Re: [PATCH v2] x86/cpuinfo: Clear X86_FEATURE_TME if TME/MKTME is disabled by BIOS
From: Kai Huang
Date: Mon Jul 11 2022 - 20:12:55 EST
On Mon, 2022-07-11 at 17:08 +0000, Sean Christopherson wrote:
> On Tue, Jul 05, 2022, Martin Fernandez wrote:
> > On 7/5/22, Kai Huang <kai.huang@xxxxxxxxx> wrote:
> > > On Mon, 2022-07-04 at 11:22 -0300, Martin Fernandez wrote:
> > > > Changelog since v1
> > > >
> > > > Clear the flag not only for BSP but for every cpu in the system.
>
> ...
>
> > > > ---
> > > > arch/x86/kernel/cpu/intel.c | 1 +
> > > > 1 file changed, 1 insertion(+)
> > > >
> > > > diff --git a/arch/x86/kernel/cpu/intel.c b/arch/x86/kernel/cpu/intel.c
> > > > index fd5dead8371c..17f23e23f911 100644
> > > > --- a/arch/x86/kernel/cpu/intel.c
> > > > +++ b/arch/x86/kernel/cpu/intel.c
> > > > @@ -570,6 +570,7 @@ static void detect_tme(struct cpuinfo_x86 *c)
> > > >
> > > > if (!TME_ACTIVATE_LOCKED(tme_activate) ||
> > > > !TME_ACTIVATE_ENABLED(tme_activate)) {
> > > > pr_info_once("x86/tme: not enabled by BIOS\n");
> > > > + clear_cpu_cap(c, X86_FEATURE_TME);
>
> This misses the case where the TME_ACTIVATE_KEYID_BITS() is zero.

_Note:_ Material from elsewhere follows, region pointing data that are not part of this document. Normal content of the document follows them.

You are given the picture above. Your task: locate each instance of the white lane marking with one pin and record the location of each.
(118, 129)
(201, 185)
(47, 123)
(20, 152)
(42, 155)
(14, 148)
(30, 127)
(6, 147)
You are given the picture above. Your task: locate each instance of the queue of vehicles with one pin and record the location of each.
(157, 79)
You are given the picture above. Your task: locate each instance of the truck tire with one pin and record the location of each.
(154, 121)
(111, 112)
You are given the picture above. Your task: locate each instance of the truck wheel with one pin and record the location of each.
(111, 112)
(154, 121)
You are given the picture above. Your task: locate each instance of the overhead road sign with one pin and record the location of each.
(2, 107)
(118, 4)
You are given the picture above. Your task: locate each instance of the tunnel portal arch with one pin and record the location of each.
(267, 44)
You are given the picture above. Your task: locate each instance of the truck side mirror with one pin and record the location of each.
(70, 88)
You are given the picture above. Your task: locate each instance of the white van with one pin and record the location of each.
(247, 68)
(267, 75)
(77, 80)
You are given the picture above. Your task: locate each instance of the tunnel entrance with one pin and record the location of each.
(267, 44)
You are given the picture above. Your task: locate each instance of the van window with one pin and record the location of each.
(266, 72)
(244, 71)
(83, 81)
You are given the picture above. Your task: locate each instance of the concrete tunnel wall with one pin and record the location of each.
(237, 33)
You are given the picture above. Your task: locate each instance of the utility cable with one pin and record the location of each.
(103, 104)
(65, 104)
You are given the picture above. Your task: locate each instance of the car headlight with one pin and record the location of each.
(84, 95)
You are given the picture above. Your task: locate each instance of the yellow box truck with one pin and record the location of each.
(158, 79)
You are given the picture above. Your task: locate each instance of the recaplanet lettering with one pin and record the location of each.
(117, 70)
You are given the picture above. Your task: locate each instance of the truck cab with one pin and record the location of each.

AFAICT, that's
> allowed, i.e. won't #GP on WRMSR. TME_ACTIVATE_KEYID_BITS() can't be non-zero if
> TME_ACTIVATE_ENABLED() is false, but the reverse is allowed.
But this logic applies to "whether MKTME is enabled", but not "TME is enabled",
right?
If either LOCKED or ENABLED bit isn't set, then TME is not enabled. My
understanding is this particular patch is trying to fix the issue that TME flag
isn't cleared when TME is disabled by BIOS.
>
> > > > mktme_status = MKTME_DISABLED;
> > > > return;
> > >
> > > This code change itself looks good to me.
> > >
> > > But, TME actually supports bypassing TME encryption/decryption by setting 1
> > > to bit 31 to IA32_TME_ACTIVATE MSR. See 'Table 4-2 IA32_TME_ACTIVATE MSR'
> > > in MKTME spec below:
> > >
> > > https://edc.intel.com/content/www/us/en/design/ipla/software-development-platforms/client/platforms/alder-lake-desktop/12th-generation-intel-core-processors-datasheet-volume-1-of-2/002/intel-multi-key-total-memory-encryption/
> > >
> > > When bit 31 is set, the TME is bypassed (no encryption/decryption for KeyID 0).
> > >
> > > So looks userspace also needs to check this if it wants to truly check
> > > whether "TME memory encryption" is active.
> > >
> > > But perhaps it's arguable whether we can also clear TME flag in this case.
> >
> > Yep, that's what I thought.
>
> IMO, this entire function needs to be reworked to have a cohesive strategy for
> enumerting TME; not just enumerating to userspace, but internal to the kernel as
> well.
>
> E.g. forcing "mktme_status = MKTME_DISABLED" on an AP is nonsensical. If an AP's
> basic MKTME enabling doesn't align with the BSP (activate, algorithm, and keyid0
> bypass settings match), then there's no way an AP is going to reach detect_tme().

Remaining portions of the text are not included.